Turns out that increased amounts of phytoplankton could actually help the planet stave off the effects of global warming. That is the consensus of a team of NASA scientists, according to a newly published report, which finds that a growing body of microscopic plants may eventually provide the Arctic ice with additional time.
NASA researchers say microscopic plants could serve as a solution to increasingly high rates of CO2, one of the key contributors to global warming. The team of scientists suggest that the large quantities of phytoplankton, recently discovered growing under sea ice, could pull in large amounts of the greenhouse gas, possibly curtailing any potential consequences of global warming.
A rare cloud-free satellite image of the Chukchi Sea, Alaska to the right and Russia to the left, just north of the Bering Strait shows coastal areas where phytoplankton bloom (green) when sea ice melts in summer. (Credit: NASA)

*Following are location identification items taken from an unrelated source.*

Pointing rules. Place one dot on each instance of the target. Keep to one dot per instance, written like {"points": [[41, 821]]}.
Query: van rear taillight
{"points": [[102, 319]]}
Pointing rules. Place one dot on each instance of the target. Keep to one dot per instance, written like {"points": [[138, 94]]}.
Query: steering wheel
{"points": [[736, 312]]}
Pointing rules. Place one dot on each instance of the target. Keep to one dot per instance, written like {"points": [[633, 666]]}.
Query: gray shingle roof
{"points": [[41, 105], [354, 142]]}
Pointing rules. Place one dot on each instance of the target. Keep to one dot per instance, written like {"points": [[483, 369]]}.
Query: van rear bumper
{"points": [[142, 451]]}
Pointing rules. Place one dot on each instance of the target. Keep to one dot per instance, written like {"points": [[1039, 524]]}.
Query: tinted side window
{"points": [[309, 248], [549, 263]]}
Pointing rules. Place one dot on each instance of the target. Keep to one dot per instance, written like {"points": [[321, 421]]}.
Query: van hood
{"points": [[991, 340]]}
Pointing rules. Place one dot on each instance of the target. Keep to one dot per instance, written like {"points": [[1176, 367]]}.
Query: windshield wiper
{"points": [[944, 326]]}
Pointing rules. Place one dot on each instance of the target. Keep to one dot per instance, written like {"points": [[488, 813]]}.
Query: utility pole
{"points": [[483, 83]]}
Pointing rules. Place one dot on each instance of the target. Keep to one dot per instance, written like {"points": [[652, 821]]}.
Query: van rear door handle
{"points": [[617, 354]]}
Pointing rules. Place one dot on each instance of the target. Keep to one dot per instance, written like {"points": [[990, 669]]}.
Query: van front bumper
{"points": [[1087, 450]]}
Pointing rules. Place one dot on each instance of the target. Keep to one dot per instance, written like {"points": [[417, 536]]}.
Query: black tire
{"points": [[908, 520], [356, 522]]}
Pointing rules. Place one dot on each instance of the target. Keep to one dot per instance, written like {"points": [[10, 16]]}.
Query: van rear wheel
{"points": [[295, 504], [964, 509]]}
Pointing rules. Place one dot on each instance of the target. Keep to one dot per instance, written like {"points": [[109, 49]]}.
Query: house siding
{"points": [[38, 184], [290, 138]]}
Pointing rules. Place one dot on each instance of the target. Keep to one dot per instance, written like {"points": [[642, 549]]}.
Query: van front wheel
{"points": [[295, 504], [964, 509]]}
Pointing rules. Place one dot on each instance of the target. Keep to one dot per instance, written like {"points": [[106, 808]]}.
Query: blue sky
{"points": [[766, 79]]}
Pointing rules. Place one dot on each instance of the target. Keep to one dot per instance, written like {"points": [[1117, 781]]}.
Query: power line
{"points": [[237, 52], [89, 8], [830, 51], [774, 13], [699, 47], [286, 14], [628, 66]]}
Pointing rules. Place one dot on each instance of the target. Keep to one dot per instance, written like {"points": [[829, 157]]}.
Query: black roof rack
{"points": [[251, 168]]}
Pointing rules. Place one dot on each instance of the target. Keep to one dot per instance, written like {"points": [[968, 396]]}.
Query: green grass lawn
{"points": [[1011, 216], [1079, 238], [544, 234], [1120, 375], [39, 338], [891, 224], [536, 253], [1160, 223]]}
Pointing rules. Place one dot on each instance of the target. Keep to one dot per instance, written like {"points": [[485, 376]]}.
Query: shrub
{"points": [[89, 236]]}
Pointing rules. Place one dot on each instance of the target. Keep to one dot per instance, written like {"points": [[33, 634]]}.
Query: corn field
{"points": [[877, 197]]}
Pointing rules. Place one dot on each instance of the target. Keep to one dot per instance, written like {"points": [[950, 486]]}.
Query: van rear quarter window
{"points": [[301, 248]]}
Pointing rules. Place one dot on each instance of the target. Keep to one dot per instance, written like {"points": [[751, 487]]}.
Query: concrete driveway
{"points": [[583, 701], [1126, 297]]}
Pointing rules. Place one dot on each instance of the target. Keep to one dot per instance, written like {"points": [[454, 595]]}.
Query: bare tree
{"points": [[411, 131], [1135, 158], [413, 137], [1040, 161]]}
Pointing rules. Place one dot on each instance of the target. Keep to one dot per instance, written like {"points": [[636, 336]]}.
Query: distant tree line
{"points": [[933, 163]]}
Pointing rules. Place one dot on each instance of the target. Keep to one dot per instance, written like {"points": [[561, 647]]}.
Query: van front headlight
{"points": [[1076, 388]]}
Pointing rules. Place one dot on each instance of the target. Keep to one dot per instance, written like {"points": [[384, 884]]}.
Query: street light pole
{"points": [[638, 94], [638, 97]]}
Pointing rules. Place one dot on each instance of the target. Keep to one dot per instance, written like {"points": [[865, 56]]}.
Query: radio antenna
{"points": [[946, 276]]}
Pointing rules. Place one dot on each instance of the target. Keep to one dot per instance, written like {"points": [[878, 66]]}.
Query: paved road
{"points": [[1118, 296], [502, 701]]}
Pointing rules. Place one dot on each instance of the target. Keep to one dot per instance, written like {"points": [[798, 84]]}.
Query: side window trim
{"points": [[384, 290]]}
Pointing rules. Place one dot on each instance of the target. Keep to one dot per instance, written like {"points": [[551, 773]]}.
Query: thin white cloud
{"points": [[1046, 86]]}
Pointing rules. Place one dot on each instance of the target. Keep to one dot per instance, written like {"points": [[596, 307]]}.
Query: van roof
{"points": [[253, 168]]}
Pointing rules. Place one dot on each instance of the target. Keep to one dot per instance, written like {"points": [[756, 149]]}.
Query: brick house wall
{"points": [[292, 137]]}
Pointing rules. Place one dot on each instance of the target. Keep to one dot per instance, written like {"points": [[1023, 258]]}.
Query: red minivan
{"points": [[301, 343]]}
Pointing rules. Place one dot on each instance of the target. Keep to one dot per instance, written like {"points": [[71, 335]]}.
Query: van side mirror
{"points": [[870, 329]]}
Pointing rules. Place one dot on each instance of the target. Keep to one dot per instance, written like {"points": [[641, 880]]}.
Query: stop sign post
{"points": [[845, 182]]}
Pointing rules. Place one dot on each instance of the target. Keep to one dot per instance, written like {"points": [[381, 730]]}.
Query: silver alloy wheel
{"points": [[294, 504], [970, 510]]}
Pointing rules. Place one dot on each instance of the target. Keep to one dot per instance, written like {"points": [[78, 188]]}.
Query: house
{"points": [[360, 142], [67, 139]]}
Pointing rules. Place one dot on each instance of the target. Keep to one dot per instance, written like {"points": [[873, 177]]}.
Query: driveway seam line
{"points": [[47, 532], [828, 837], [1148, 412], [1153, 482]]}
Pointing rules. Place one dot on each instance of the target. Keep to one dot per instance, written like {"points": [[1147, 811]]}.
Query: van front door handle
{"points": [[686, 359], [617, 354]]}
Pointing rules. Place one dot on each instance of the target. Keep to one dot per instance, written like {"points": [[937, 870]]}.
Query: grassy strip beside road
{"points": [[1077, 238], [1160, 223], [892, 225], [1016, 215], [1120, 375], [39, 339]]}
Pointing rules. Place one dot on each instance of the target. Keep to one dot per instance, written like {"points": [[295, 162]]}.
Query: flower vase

The report finds that the microscopic plants, commonly known as phytoplankton, are actively growing under the thinning Arctic ice, leading scientists to say that the phytoplankton growth in the Arctic may now be richer than any other ocean region on Earth. The large patch of phytoplankton was previously unknown to scientists and it remains unclear whether the bloom existed before the ice began to thin, or it is simply the result of the thinning ice.
“Consequently, current estimates of pan-Arctic primary productivity assume that the growth and biomass of phytoplankton, free-floating single-celled photosynthetic organisms at the base of the marine food web, are negligible in waters beneath ice because of insufficient light,” the scientists explained in the report published Friday.
The team said the finding was highly unexpected and it will likely warrant further research in the coming months and years. The team noted that large swaths of Phytoplankton have often bloomed in the Arctic, but not to this extent. The team of scientists noted that the blooms have been observed to peak as many as 50 days earlier than they did a dozen years ago, a development that could have implications for the larger food web, scientists say.
“My concern is that if phytoplankton continue to develop and grow earlier and earlier in the year, it is going to become increasingly difficult for those animals that time their life cycle to be in the Arctic… to be there at the right time of year,” said Kevin Arrigo of Stanford University, leader of the mission and lead author of the new study.
“If someone had asked me before the expedition whether we would see under-ice blooms, I would have told them it was impossible,” he added. “This discovery was a complete surprise.”
Known formally as “Impacts of Climate on Ecosystems and Chemistry of the Arctic Pacific Environment,” or ICESCAPE, mission scientists went on two expeditions in June-July of 2010 and 2011. The mission is the latest backed by NASA, which has increasingly focused on studying the effects of global warming and climate change.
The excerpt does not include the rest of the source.